CGT event A1 happened when you entered into the disposal contract for the Property (subsection 104-10(3) of the ITAA 1997).
The agreed purchase price for the Property was $X, however, there were multiple adjustments required under the contract and by law that reduced the amount you received at settlement.
As discussed in question 1, the settlement adjustment of $X was not of a revenue nature and is not deductible against your assessable income. It is accepted that you agreed to the additional special condition in the sale contract so the sale would proceed to completion even though you would receive less than the agreed price for the sale. Even though you did not receive any tangible or intangible asset or any enduring benefit in respect of the adjustment, it was a 'once and for all' outgoing connected with the sale of the Property, which you held as a capital asset. For these reasons, it is considered that the adjustment was of a capital nature.
In respect of the CGT event A1, the disposal of the Property, you received the deposit of $X plus $X at settlement, totalling $X.
Consequently, pursuant to subsection 116-20(1) of the ITAA 1997, it is considered that the capital proceeds you received in respect of CGT event A1 happening was $X.
Question 3
The general rules about capital proceeds in section 116-20 of the ITAA 1997 may be modified by the market value substitution rule in section 116-30. Subsection 116-30(1) applies in circumstances where no capital proceeds are received, otherwise subsection 116-30(2) applies.
Under subsection 116-30(2) of the ITAA 1997, the capital proceeds from a CGT event are replaced with the market value of the CGT asset that is the subject of the event if:
(a) some or all of those capital proceeds cannot be valued; or
(b) those capital proceeds are more or less than the market value of the asset and:
(i) you and the entity that *acquired the asset did not deal with each other at *arm's length in connection with the event, or
(ii) the CGT event is CGT event C2 (about cancellation, surrender and similar endings).
The subsection also provides that the market value is worked out as at the time of the CGT event. As discussed in question 1, for CGT event A1, that time is when you enter into the contract for the disposal of the asset.

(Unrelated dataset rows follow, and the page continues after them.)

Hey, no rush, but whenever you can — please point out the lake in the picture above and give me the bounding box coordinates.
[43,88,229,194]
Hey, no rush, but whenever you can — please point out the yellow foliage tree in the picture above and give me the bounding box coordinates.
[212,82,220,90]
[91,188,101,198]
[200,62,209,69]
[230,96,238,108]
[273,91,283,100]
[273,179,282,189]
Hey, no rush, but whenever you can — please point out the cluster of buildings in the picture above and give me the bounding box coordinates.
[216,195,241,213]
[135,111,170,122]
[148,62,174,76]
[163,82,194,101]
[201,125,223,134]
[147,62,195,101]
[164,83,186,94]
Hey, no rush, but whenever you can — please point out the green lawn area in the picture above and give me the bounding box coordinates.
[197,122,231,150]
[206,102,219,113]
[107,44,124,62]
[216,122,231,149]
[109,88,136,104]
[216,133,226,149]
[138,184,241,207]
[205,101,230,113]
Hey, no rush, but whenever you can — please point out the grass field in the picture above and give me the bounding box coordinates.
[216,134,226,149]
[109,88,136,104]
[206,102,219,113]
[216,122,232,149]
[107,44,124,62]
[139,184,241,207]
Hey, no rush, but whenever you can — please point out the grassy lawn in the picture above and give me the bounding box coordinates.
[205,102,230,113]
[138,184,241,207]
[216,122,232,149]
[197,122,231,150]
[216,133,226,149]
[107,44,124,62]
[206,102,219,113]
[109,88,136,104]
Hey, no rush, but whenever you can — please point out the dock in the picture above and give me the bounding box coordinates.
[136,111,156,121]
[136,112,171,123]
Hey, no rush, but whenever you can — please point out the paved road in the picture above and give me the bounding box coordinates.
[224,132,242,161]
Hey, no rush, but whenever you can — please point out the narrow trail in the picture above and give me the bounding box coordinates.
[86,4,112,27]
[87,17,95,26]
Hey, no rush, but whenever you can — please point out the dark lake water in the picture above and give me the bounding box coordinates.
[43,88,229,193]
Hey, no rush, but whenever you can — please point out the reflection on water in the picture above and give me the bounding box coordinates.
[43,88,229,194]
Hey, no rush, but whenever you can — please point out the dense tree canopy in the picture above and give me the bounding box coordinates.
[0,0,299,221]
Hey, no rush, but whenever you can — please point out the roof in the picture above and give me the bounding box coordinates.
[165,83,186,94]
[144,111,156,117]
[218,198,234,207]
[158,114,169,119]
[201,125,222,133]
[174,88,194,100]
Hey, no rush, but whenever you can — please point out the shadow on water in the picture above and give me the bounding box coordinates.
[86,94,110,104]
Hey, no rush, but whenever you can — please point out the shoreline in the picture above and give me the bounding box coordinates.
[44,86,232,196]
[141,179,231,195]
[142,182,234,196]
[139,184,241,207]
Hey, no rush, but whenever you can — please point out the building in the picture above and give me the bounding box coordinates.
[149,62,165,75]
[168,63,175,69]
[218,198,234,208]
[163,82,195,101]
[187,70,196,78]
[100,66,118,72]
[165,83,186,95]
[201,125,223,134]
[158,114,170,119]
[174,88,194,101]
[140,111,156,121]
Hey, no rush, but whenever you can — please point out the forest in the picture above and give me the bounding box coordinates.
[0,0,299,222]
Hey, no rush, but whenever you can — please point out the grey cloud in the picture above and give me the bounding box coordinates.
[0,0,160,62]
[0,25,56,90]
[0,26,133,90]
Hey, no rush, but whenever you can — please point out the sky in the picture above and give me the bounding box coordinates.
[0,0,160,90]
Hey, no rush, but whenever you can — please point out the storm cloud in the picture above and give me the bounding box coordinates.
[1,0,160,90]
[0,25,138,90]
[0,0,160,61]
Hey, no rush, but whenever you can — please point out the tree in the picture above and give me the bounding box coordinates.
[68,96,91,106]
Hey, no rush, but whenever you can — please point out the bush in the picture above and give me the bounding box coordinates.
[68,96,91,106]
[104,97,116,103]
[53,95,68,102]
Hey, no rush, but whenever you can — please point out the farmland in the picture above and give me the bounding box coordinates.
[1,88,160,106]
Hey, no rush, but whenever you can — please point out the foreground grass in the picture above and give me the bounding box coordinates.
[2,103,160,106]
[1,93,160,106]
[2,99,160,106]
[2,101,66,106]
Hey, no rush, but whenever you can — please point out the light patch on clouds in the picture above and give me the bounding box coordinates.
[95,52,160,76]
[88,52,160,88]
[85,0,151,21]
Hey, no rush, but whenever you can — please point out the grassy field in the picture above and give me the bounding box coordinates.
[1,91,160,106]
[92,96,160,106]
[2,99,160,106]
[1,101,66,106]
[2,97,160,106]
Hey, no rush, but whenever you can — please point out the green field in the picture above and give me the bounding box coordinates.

In relation to arm's length dealings, Dodds-Streeton J in ACI Operations Pty Ltd v Berri Ltd (2005) 15 VR 312 (at [223]) said the authorities establish that:
... an arm's length relationship is that of strangers, or parties who are unaffected by existing mutual duties, liabilities, obligations, cross-ownership of assets, or identity of interests which present a capacity in either party to influence or control the other, or an inducement to serve that common interest, which might operate to modify the terms on which strangers would deal.
As discussed above, the capital proceeds you received from the CGT event A1 that happened on disposal of the Property was $X. It is considered that the market value of the Property was the purchase price that was agreed by you and the unrelated Purchaser on the day the contract was signed, $X.
The Purchaser was not your associate or connected with you in any way. It is considered that you and the Purchaser were independent in your decision making and were not under any influence or control in negotiating the sale. It is considered that you dealt with each other at arm's length in connection with the disposal, including negotiating the additional special condition.
As such, the market value substitution rule in subsection 116-30(2) of the ITAA 1997 does not apply and your capital proceeds for the disposal of your Property was $X.